Zoo emeritus board member and Bay Area philanthropist Barry Lipman and his wife Marie won the naming rights with a $31,000 bid at the zoo's annual fundraising gala last month.
"I wanted to help the zoo in carrying out its goals of conservation and education," said Lipman.
He said by choosing Tenzing, he hopes to bring about "inquiry and interest" in the Himalayas, its animals, its people, and the conquest of Qomolangma.
Curator said habitat loss is the greatest threat to red pandas, though they are also poached for their thick fur.

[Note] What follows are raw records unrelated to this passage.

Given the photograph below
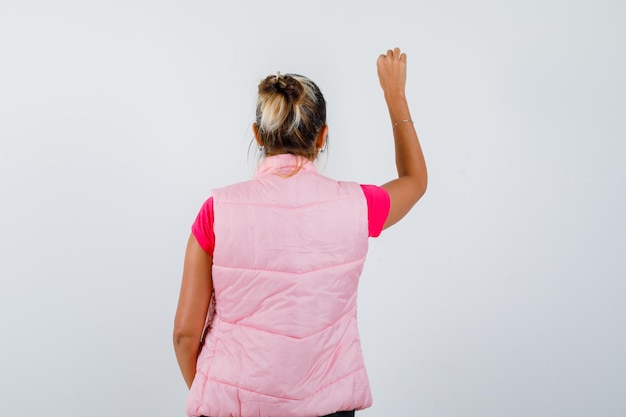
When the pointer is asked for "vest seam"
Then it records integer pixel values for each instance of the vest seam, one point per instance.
(362, 366)
(348, 313)
(224, 200)
(357, 260)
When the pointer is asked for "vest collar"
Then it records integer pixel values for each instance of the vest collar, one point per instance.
(284, 163)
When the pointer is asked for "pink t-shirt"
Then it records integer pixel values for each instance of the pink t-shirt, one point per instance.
(378, 204)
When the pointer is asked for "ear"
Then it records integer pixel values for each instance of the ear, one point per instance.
(255, 130)
(321, 137)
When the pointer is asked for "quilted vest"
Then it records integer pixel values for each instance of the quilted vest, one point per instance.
(289, 250)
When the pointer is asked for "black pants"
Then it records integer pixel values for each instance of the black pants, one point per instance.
(339, 414)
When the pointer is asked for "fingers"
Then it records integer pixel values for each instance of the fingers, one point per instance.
(394, 54)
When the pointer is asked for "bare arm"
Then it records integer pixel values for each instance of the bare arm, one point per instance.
(412, 180)
(193, 305)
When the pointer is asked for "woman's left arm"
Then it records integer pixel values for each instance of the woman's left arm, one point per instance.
(193, 306)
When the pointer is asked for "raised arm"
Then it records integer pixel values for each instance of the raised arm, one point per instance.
(410, 185)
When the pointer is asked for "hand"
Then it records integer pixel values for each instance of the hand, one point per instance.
(392, 72)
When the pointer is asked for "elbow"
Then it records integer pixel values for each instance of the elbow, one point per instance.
(421, 185)
(182, 336)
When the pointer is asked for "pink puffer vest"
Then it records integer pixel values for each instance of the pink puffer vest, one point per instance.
(284, 340)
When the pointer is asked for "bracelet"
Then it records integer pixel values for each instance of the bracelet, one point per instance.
(396, 124)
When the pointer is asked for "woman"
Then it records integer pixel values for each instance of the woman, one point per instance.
(282, 255)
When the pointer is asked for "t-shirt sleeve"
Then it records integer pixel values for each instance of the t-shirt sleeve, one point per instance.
(202, 228)
(378, 205)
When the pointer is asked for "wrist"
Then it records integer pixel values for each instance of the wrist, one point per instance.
(391, 96)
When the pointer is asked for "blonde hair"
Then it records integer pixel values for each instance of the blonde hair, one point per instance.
(290, 113)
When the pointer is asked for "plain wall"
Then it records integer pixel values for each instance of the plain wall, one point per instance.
(500, 294)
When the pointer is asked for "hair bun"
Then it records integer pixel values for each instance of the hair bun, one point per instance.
(285, 85)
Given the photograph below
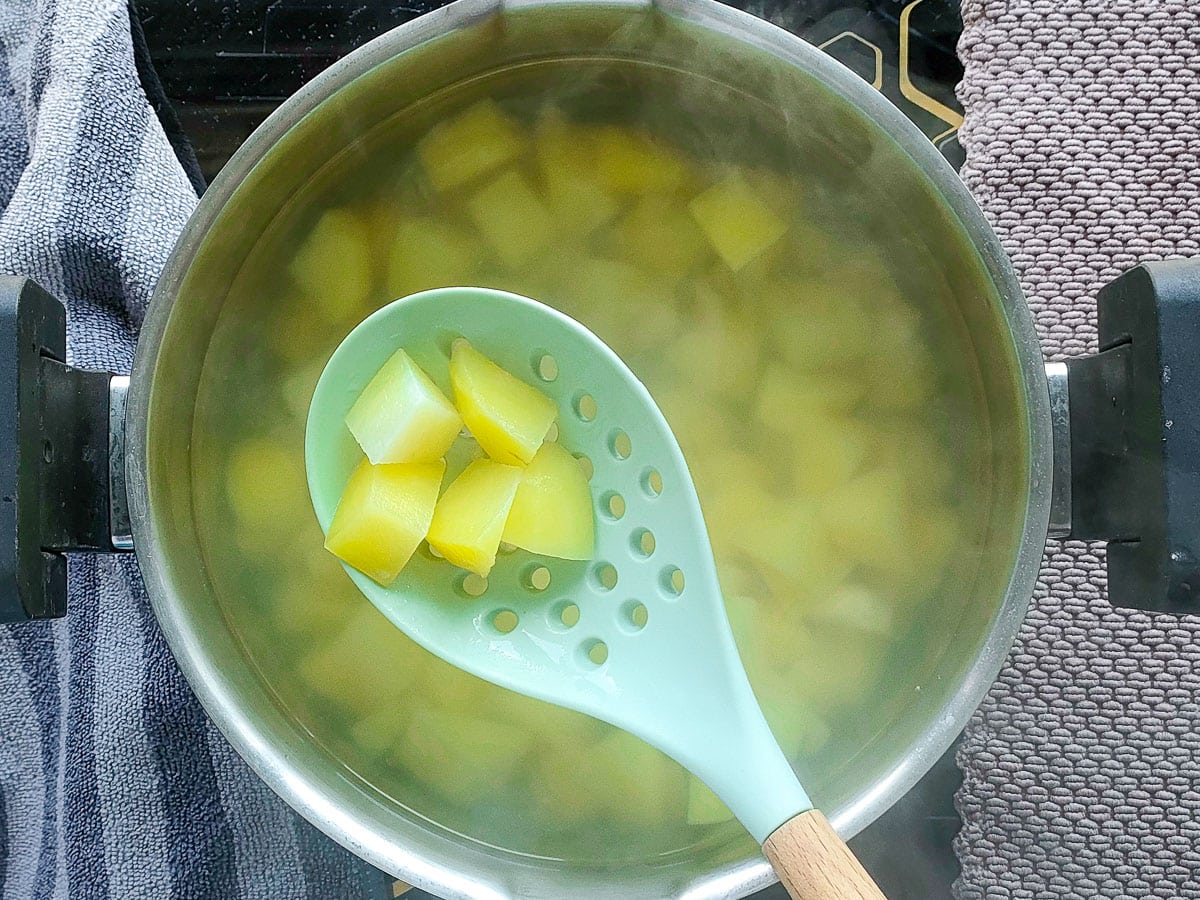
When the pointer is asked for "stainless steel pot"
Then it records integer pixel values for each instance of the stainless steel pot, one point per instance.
(1102, 449)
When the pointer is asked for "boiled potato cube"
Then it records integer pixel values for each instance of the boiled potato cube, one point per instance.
(402, 417)
(738, 223)
(463, 756)
(634, 162)
(479, 141)
(703, 805)
(565, 156)
(513, 220)
(552, 510)
(333, 265)
(430, 253)
(505, 415)
(469, 517)
(383, 516)
(659, 237)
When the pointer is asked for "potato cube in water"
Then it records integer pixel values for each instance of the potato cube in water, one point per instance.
(383, 516)
(567, 162)
(703, 805)
(738, 223)
(505, 415)
(660, 237)
(479, 141)
(264, 484)
(513, 220)
(791, 401)
(717, 360)
(633, 162)
(402, 415)
(461, 755)
(645, 786)
(333, 265)
(430, 253)
(552, 510)
(366, 666)
(469, 517)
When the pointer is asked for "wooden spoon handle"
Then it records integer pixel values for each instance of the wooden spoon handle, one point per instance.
(815, 864)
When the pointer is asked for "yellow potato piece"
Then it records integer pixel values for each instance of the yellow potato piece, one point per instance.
(552, 510)
(513, 220)
(479, 141)
(383, 516)
(738, 223)
(505, 415)
(333, 265)
(402, 417)
(469, 517)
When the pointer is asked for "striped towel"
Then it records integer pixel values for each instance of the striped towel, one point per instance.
(113, 783)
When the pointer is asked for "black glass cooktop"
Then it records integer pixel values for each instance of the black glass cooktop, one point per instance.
(225, 66)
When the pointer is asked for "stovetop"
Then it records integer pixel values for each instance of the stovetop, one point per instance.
(226, 66)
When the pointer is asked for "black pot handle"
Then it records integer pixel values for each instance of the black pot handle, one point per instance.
(1131, 417)
(61, 484)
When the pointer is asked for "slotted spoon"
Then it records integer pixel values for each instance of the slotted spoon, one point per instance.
(637, 636)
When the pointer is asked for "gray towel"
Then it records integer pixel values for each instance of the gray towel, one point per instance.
(1083, 138)
(113, 783)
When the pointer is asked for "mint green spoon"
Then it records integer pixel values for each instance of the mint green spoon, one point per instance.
(637, 636)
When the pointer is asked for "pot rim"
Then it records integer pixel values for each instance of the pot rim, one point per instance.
(273, 762)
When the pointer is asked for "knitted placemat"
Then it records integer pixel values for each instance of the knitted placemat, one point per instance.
(1081, 771)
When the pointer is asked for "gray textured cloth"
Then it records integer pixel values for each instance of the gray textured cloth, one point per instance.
(1083, 138)
(113, 784)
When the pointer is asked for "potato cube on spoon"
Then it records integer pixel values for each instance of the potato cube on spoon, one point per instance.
(469, 519)
(383, 516)
(507, 417)
(402, 417)
(552, 510)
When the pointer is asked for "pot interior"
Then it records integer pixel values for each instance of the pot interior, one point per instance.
(849, 400)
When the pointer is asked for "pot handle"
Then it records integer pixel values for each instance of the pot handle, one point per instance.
(61, 455)
(1127, 438)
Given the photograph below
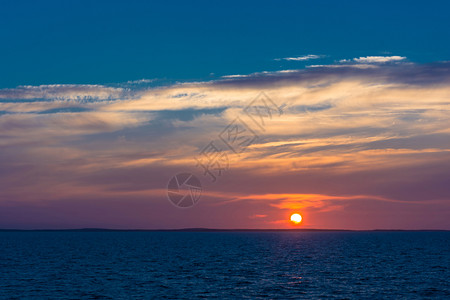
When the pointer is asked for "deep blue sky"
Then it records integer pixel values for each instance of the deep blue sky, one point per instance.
(97, 42)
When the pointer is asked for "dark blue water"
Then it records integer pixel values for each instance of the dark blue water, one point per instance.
(130, 265)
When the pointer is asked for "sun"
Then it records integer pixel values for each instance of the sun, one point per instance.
(296, 218)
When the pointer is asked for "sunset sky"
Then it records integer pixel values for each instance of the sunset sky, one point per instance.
(102, 103)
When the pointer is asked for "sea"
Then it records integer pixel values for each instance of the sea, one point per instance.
(224, 265)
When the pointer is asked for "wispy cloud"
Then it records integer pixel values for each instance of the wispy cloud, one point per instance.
(347, 135)
(301, 58)
(374, 59)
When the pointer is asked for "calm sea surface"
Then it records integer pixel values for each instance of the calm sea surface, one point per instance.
(131, 265)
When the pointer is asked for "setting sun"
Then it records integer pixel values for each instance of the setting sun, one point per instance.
(296, 218)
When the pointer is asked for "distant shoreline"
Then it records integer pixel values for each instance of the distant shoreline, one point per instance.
(219, 230)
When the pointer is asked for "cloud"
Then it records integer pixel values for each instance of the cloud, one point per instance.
(64, 92)
(301, 58)
(374, 59)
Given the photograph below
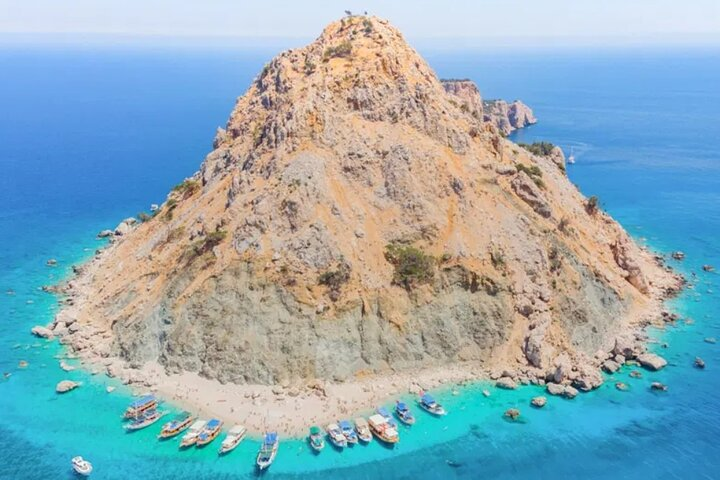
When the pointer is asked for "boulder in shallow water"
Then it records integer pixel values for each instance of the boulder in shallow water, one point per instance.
(42, 332)
(512, 413)
(651, 361)
(507, 383)
(65, 386)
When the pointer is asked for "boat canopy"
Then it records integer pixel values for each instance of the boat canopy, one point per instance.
(237, 430)
(143, 401)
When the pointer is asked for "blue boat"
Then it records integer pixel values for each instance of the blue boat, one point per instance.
(428, 403)
(404, 413)
(382, 411)
(348, 431)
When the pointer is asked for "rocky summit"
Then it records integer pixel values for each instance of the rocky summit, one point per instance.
(359, 216)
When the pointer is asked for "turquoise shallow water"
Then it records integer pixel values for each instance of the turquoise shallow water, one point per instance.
(89, 137)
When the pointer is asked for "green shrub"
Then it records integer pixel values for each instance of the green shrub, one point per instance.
(542, 149)
(343, 50)
(412, 265)
(187, 188)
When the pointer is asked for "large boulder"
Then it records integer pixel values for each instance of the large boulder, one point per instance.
(651, 361)
(507, 383)
(65, 386)
(42, 332)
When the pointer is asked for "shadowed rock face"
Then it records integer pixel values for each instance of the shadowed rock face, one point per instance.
(356, 215)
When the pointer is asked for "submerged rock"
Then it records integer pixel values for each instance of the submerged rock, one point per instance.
(651, 361)
(65, 386)
(42, 332)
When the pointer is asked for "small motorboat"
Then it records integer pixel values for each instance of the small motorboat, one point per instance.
(383, 430)
(81, 466)
(348, 431)
(190, 438)
(268, 450)
(317, 442)
(404, 414)
(178, 424)
(363, 430)
(234, 437)
(336, 436)
(140, 406)
(428, 403)
(386, 415)
(209, 433)
(144, 420)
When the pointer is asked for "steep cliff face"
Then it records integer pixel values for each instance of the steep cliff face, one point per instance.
(355, 216)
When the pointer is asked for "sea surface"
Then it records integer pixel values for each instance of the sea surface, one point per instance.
(91, 136)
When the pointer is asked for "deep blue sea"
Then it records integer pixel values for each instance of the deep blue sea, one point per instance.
(90, 136)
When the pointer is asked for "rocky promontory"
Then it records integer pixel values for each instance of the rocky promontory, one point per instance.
(359, 219)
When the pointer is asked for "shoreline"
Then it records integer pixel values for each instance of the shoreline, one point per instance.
(292, 408)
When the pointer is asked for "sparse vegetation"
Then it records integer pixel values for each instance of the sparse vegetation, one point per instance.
(412, 266)
(207, 243)
(533, 171)
(335, 279)
(343, 50)
(187, 188)
(592, 205)
(542, 149)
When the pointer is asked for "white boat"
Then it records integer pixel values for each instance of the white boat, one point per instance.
(268, 450)
(190, 438)
(336, 436)
(384, 430)
(363, 429)
(234, 437)
(81, 466)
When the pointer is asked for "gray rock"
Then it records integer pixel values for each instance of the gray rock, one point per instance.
(65, 386)
(651, 361)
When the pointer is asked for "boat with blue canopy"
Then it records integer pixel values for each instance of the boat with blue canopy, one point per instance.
(403, 413)
(428, 403)
(268, 450)
(141, 405)
(348, 431)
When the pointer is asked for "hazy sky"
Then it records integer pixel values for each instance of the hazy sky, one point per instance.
(665, 21)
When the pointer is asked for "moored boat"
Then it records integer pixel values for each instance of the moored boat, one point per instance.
(317, 442)
(144, 420)
(428, 403)
(178, 424)
(141, 405)
(363, 430)
(348, 431)
(382, 411)
(268, 450)
(233, 438)
(404, 414)
(336, 436)
(209, 433)
(383, 430)
(81, 466)
(191, 436)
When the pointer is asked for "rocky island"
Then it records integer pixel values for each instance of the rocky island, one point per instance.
(361, 229)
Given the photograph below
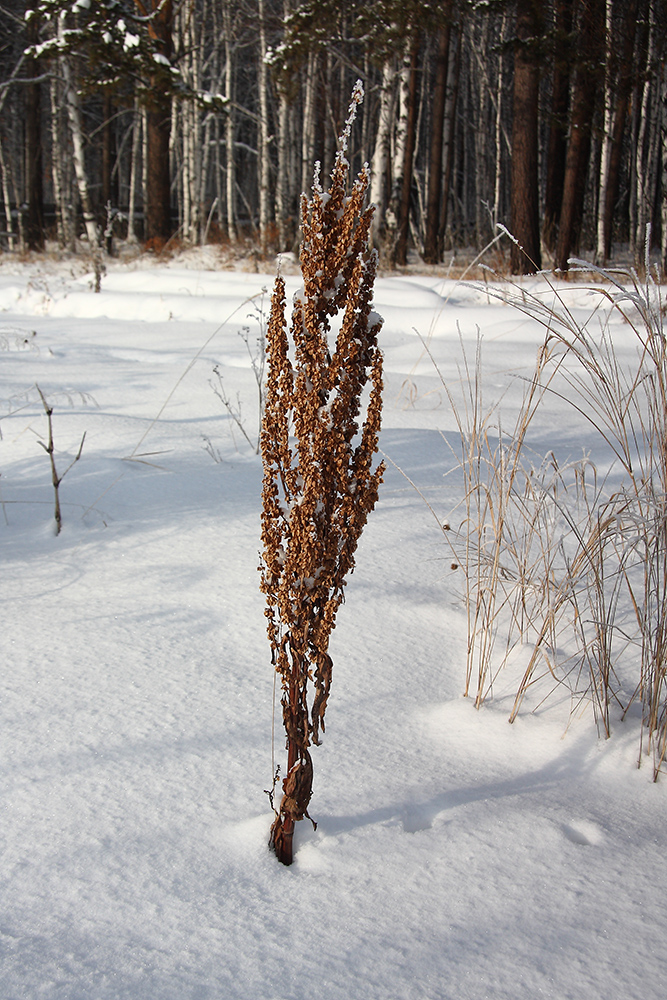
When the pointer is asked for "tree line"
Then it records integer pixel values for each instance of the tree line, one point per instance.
(200, 120)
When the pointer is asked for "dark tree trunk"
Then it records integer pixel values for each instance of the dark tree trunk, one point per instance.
(525, 257)
(560, 103)
(33, 147)
(431, 255)
(578, 149)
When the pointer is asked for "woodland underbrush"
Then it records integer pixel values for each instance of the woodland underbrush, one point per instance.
(565, 562)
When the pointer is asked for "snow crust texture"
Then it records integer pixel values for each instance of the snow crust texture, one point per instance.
(456, 857)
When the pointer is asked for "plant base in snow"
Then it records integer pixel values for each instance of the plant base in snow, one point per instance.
(319, 484)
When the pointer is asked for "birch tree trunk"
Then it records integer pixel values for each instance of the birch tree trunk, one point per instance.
(136, 137)
(499, 130)
(230, 125)
(606, 144)
(4, 178)
(380, 161)
(642, 149)
(663, 153)
(33, 143)
(526, 257)
(624, 87)
(264, 164)
(76, 129)
(557, 142)
(578, 150)
(398, 155)
(308, 132)
(451, 102)
(401, 249)
(431, 255)
(64, 226)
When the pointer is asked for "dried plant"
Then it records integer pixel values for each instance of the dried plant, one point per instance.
(319, 437)
(553, 555)
(49, 448)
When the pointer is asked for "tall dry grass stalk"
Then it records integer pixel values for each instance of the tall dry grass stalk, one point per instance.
(318, 442)
(554, 556)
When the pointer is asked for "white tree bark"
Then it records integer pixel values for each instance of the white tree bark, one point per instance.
(76, 129)
(264, 138)
(663, 152)
(230, 130)
(308, 133)
(136, 136)
(380, 160)
(605, 151)
(6, 200)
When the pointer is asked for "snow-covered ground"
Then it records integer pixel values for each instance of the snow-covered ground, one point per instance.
(455, 856)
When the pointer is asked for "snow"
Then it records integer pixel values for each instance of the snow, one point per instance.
(455, 856)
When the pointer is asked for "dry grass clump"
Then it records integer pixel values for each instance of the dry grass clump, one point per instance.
(556, 558)
(317, 449)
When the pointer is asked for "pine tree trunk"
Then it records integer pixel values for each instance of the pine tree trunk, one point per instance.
(526, 256)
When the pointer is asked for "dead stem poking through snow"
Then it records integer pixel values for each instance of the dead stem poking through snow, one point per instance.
(319, 482)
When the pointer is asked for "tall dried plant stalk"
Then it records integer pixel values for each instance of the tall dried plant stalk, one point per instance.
(318, 441)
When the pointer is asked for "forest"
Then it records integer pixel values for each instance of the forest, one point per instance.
(184, 122)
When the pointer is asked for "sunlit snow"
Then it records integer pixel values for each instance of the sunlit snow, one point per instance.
(456, 857)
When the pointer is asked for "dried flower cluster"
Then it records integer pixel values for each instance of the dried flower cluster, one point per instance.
(318, 443)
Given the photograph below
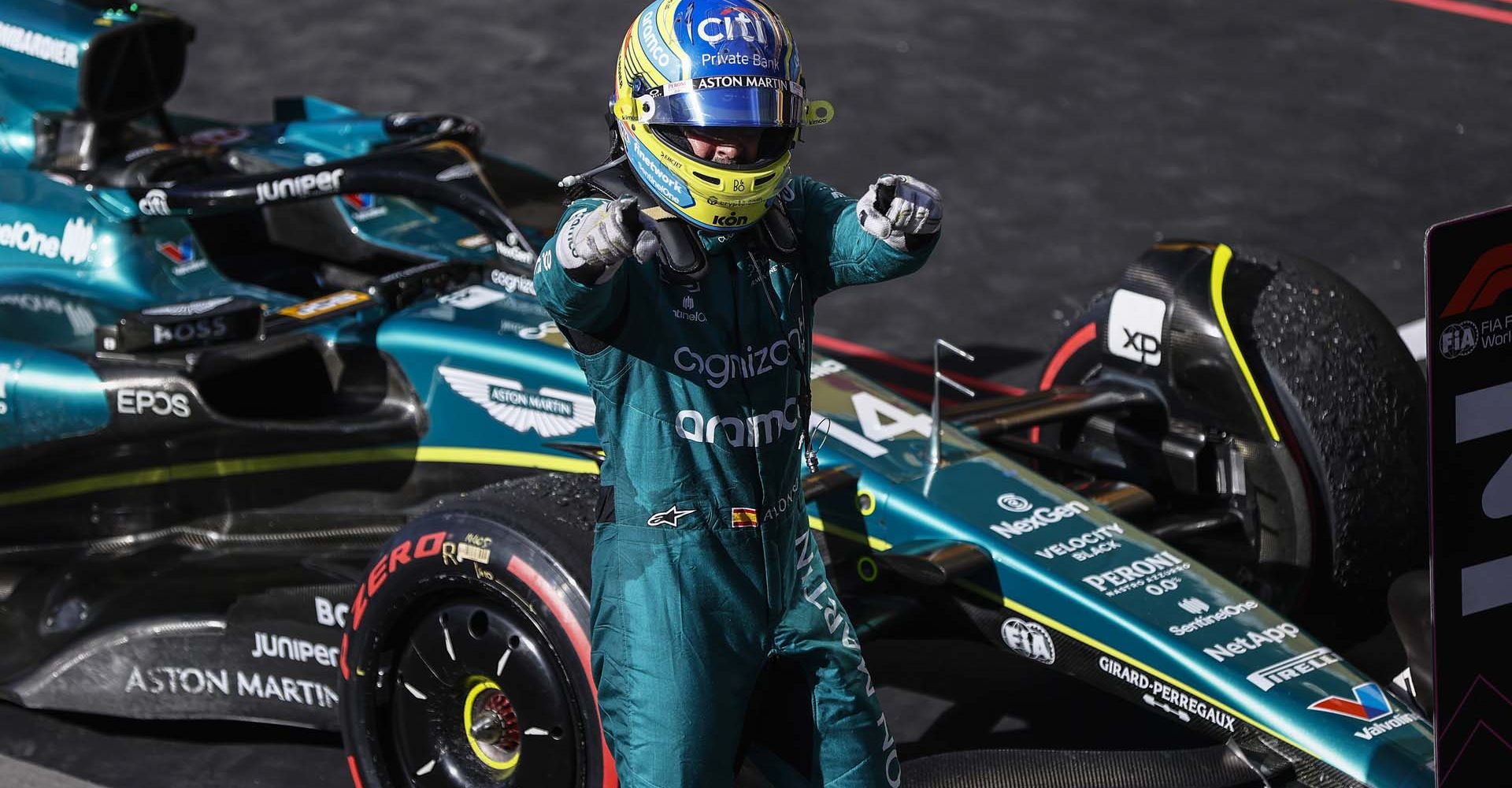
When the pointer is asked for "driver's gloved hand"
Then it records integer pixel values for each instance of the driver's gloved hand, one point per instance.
(593, 243)
(900, 210)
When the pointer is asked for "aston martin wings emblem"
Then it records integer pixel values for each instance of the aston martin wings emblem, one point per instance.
(549, 412)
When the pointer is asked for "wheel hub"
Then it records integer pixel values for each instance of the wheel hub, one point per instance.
(493, 730)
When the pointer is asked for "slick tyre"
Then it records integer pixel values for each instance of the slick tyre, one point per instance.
(466, 654)
(1351, 407)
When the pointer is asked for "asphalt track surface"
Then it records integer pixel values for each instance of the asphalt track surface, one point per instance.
(1066, 138)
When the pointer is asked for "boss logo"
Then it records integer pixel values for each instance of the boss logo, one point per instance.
(144, 403)
(189, 330)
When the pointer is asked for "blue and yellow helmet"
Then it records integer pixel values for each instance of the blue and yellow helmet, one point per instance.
(711, 64)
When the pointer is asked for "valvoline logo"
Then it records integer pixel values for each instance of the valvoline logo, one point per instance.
(1369, 704)
(182, 251)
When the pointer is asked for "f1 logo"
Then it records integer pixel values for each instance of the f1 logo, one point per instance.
(1488, 279)
(1369, 704)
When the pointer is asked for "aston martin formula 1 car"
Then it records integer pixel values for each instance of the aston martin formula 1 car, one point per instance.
(284, 436)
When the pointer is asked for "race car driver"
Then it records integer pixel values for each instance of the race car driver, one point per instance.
(685, 277)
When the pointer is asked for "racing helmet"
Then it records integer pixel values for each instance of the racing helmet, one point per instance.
(713, 64)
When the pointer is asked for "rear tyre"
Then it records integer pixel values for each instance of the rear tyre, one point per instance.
(466, 658)
(1352, 411)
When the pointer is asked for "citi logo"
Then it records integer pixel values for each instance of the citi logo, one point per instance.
(728, 28)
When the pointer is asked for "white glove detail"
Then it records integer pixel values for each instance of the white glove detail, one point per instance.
(914, 210)
(595, 243)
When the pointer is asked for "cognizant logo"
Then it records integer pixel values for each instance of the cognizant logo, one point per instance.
(749, 431)
(720, 370)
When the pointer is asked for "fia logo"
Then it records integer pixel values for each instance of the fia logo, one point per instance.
(1028, 640)
(1458, 339)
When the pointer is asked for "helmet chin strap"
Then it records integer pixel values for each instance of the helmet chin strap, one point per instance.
(572, 180)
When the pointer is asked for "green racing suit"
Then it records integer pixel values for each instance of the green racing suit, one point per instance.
(703, 564)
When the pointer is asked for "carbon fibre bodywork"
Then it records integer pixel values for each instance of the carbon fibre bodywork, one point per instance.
(187, 503)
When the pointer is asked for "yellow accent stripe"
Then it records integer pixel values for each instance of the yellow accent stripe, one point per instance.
(294, 462)
(1116, 654)
(847, 534)
(472, 694)
(1221, 259)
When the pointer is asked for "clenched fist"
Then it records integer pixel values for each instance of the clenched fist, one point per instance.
(899, 209)
(595, 243)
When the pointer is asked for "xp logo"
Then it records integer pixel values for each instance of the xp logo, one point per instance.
(1458, 339)
(1136, 322)
(1142, 344)
(1369, 704)
(1014, 503)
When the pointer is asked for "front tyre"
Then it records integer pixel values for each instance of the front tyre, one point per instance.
(466, 658)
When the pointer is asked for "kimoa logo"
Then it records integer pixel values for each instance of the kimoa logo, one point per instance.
(720, 370)
(749, 431)
(73, 247)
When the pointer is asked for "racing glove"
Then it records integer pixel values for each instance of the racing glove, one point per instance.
(595, 243)
(900, 210)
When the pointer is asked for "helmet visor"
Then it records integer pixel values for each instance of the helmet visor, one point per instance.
(723, 106)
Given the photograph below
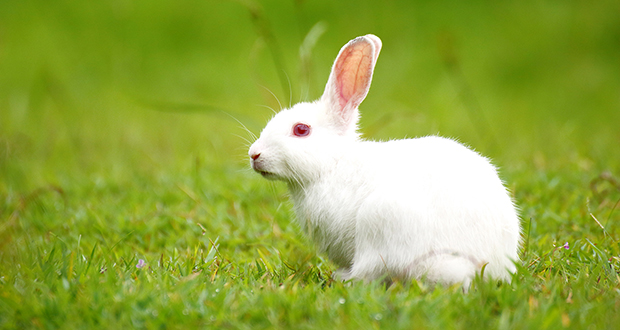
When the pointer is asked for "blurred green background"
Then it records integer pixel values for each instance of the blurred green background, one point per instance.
(114, 89)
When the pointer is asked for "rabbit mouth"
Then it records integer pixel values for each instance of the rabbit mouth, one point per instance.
(267, 175)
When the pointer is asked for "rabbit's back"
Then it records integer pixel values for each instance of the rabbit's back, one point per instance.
(402, 205)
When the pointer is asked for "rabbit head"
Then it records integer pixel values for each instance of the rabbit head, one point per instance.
(300, 142)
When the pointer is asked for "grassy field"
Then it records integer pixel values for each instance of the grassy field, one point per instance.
(126, 199)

"Significant human population growth in the Himalayan Mountains has led to more farms, ranches and houses and created a great need for firewood," Gomez said.
"The huge demand for resources and land has a negative impact on the local forests resulting in a loss of suitable habit, nesting trees and food sources for red pandas," she said.
Abbie Tuller, of the zoo's media office, told China Daily that conservation groups are working to protect red pandas' habitat and prevent further decline in populations.
"The San Francisco Zoo is proud to contribute to the efforts of the red panda species survival program, which is working to develop long-term strategies to help preserve this remarkable species," she said.
Visitors are sure to be struck by Tenzing's extreme cuteness, which is emphasized even more by his outgoing personality, which is unusual for this normally solitary and shy species, she said.
"We are thrilled to welcome this charming animal to our zoo's family," said Tanya Peterson, president and executive director of the San Francisco Zoological Society.
"We hope that its presence here raises awareness of its vulnerable status as a species and helps our visitors connect with nature," Peterson said.